Correlation Between Pakistan Synthetics and Crescent Star
Can any of the company-specific risk be diversified away by investing in both Pakistan Synthetics and Crescent Star at the same time? Although using a correlation coefficient on its own may not help to predict future stock returns, this module helps to understand the diversifiable risk of combining Pakistan Synthetics and Crescent Star into the same portfolio, which is an essential part of the fundamental portfolio management process.
By analyzing existing cross correlation between Pakistan Synthetics and Crescent Star Insurance, you can compare the effects of market volatilities on Pakistan Synthetics and Crescent Star and check how they will diversify away market risk if combined in the same portfolio for a given time horizon. You can also utilize pair trading strategies of matching a long position in Pakistan Synthetics with a short position of Crescent Star. Check out your portfolio center. Please also check ongoing floating volatility patterns of Pakistan Synthetics and Crescent Star.
Diversification Opportunities for Pakistan Synthetics and Crescent Star
-0.28 | Correlation Coefficient |
Very good diversification
The 3 months correlation between Pakistan and Crescent is -0.28. Overlapping area represents the amount of risk that can be diversified away by holding Pakistan Synthetics and Crescent Star Insurance in the same portfolio, assuming nothing else is changed.
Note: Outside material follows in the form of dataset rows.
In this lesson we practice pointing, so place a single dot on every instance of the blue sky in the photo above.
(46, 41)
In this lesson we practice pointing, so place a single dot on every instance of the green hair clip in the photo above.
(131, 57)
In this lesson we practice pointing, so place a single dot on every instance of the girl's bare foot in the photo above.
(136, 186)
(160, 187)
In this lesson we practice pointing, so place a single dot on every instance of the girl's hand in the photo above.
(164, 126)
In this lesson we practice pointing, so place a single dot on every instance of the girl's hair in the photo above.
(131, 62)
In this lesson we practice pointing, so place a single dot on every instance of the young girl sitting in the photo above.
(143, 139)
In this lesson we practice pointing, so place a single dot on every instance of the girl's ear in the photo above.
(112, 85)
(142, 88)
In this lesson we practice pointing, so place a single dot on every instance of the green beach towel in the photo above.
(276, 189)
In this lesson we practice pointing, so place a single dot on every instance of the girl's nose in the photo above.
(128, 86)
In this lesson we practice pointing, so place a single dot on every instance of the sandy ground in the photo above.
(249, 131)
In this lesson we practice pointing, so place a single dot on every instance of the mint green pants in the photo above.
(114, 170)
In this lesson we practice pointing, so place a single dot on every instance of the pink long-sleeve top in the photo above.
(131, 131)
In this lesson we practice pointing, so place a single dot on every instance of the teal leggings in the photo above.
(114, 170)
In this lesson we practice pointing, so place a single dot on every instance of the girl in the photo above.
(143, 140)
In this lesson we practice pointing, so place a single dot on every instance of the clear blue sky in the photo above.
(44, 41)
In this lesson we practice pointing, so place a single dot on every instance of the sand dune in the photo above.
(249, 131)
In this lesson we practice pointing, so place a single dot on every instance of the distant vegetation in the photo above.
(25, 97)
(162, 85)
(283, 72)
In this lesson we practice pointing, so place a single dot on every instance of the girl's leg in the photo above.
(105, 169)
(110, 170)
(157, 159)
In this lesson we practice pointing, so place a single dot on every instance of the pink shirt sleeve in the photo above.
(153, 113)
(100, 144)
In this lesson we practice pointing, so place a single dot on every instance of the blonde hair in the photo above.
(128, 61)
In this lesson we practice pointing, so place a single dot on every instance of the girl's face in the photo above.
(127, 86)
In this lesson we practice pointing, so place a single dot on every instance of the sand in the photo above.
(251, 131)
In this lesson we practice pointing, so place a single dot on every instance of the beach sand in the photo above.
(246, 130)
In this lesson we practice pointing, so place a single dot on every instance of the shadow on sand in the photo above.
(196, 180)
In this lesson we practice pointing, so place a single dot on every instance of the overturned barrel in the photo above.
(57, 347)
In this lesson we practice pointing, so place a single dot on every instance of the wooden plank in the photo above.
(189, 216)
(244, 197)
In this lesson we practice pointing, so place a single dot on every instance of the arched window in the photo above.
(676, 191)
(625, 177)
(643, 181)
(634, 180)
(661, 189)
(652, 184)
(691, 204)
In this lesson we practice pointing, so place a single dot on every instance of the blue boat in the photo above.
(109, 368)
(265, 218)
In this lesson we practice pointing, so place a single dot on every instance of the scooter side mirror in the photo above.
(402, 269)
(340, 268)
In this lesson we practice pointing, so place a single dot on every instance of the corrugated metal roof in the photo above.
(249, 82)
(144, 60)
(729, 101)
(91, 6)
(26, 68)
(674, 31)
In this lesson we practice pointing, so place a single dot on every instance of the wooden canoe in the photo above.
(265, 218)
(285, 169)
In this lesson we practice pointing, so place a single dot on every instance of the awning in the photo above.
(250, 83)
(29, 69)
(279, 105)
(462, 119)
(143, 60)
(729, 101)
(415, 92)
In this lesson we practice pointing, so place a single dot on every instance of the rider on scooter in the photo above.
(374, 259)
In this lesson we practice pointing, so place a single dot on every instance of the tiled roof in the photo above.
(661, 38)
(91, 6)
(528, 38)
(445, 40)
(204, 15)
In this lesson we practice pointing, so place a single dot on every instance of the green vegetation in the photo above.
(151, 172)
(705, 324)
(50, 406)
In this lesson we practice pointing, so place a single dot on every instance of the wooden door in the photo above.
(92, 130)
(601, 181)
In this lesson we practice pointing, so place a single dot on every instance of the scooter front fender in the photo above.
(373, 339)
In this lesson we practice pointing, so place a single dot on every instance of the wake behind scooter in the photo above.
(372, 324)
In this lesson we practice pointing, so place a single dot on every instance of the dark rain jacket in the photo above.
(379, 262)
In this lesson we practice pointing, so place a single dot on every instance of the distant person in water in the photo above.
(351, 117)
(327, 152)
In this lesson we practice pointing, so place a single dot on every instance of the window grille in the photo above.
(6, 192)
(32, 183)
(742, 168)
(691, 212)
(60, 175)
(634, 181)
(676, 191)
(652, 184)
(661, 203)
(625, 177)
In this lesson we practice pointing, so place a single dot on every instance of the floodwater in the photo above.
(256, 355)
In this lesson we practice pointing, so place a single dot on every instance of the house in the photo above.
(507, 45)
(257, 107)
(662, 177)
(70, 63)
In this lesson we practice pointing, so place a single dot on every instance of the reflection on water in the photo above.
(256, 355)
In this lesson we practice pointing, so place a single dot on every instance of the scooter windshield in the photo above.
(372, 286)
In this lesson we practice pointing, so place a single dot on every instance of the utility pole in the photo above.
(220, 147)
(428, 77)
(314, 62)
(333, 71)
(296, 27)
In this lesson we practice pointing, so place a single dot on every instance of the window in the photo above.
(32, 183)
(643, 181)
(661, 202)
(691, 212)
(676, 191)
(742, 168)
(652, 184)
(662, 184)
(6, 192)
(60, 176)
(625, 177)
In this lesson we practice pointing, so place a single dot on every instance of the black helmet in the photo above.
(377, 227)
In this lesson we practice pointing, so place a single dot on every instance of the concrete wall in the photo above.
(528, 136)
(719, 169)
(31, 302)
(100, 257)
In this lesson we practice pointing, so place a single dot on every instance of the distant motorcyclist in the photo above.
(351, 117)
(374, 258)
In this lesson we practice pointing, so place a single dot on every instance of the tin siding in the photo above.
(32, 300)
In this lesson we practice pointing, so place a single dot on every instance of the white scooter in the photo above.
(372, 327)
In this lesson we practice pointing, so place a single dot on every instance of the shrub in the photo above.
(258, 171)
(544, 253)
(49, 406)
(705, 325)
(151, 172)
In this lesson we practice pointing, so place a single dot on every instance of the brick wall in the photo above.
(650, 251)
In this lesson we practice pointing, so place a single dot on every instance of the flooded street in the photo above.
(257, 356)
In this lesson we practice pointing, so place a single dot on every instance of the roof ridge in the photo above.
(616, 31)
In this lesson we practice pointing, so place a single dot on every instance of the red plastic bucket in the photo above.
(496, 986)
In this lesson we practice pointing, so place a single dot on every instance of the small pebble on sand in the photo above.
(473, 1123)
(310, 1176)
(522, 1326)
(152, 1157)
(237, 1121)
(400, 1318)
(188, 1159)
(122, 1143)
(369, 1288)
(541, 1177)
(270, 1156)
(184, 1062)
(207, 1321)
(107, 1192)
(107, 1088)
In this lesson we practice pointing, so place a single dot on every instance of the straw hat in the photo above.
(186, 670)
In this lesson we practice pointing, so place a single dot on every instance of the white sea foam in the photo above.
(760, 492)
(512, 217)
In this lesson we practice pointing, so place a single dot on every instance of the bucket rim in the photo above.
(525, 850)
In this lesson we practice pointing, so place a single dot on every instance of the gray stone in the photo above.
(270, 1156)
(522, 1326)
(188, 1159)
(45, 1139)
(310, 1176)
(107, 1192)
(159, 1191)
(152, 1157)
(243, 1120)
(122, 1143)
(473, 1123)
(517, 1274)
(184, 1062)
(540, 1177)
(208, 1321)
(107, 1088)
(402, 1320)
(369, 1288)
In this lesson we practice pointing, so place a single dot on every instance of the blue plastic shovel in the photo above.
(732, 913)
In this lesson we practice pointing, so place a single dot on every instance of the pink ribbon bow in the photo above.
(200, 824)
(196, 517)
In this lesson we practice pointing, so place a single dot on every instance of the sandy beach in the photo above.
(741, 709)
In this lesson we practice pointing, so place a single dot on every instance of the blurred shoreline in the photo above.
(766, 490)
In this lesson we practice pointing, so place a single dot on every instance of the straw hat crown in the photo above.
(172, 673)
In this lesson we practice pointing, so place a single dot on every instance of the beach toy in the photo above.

The correlation between historical prices or returns on Crescent Star Insurance and Pakistan Synthetics is a relative statistical measure of the degree to which these equity instruments tend to move together. The correlation coefficient measures the extent to which returns on Pakistan Synthetics are associated (or correlated) with Crescent Star. Values of the correlation coefficient range from -1 to +1, where. The correlation of zero (0) is possible when the price movement of Crescent Star Insurance has no effect on the direction of Pakistan Synthetics i.e., Pakistan Synthetics and Crescent Star go up and down completely randomly.
Pair Corralation between Pakistan Synthetics and Crescent Star
Assuming the 90 days trading horizon Pakistan Synthetics is expected to generate 1.98 times more return on investment than Crescent Star. However, Pakistan Synthetics is 1.98 times more volatile than Crescent Star Insurance. It trades about 0.05 of its potential returns per unit of risk. Crescent Star Insurance is currently generating about -0.06 per unit of risk. If you would invest 3,831 in Pakistan Synthetics on December 24, 2024 and sell it today you would earn a total of 345.00 from holding Pakistan Synthetics or generate 9.01% return on investment over 90 days.
Time Period | 3 Months [change] |
Direction | Moves Against |
Strength | Insignificant |
Accuracy | 96.83% |
Values | Daily Returns |
Pakistan Synthetics vs. Crescent Star Insurance
Performance |
Timeline |
Pakistan Synthetics |
Crescent Star Insurance |
Pakistan Synthetics and Crescent Star Volatility Contrast
Predicted Return Density |
Returns |
Pair Trading with Pakistan Synthetics and Crescent Star
The main advantage of trading using opposite Pakistan Synthetics and Crescent Star positions is that it hedges away some unsystematic risk. Because of two separate transactions, even if Pakistan Synthetics position performs unexpectedly, Crescent Star can make up some of the losses. Pair trading also minimizes risk from directional movements in the market. For example, if an entire industry or sector drops because of unexpected headlines, the short position in Crescent Star will offset losses from the drop in Crescent Star's long position.Pakistan Synthetics vs. Habib Insurance | Pakistan Synthetics vs. Premier Insurance | Pakistan Synthetics vs. Al Khair Gadoon Limited | Pakistan Synthetics vs. Air Link Communication |
Crescent Star vs. IGI Life Insurance | Crescent Star vs. Pakistan Synthetics | Crescent Star vs. Pakistan Reinsurance | Crescent Star vs. Sardar Chemical Industries |
Check out your portfolio center.Note that this page's information should be used as a complementary analysis to find the right mix of equity instruments to add to your existing portfolios or create a brand new portfolio. You can also try the Content Syndication module to quickly integrate customizable finance content to your own investment portal.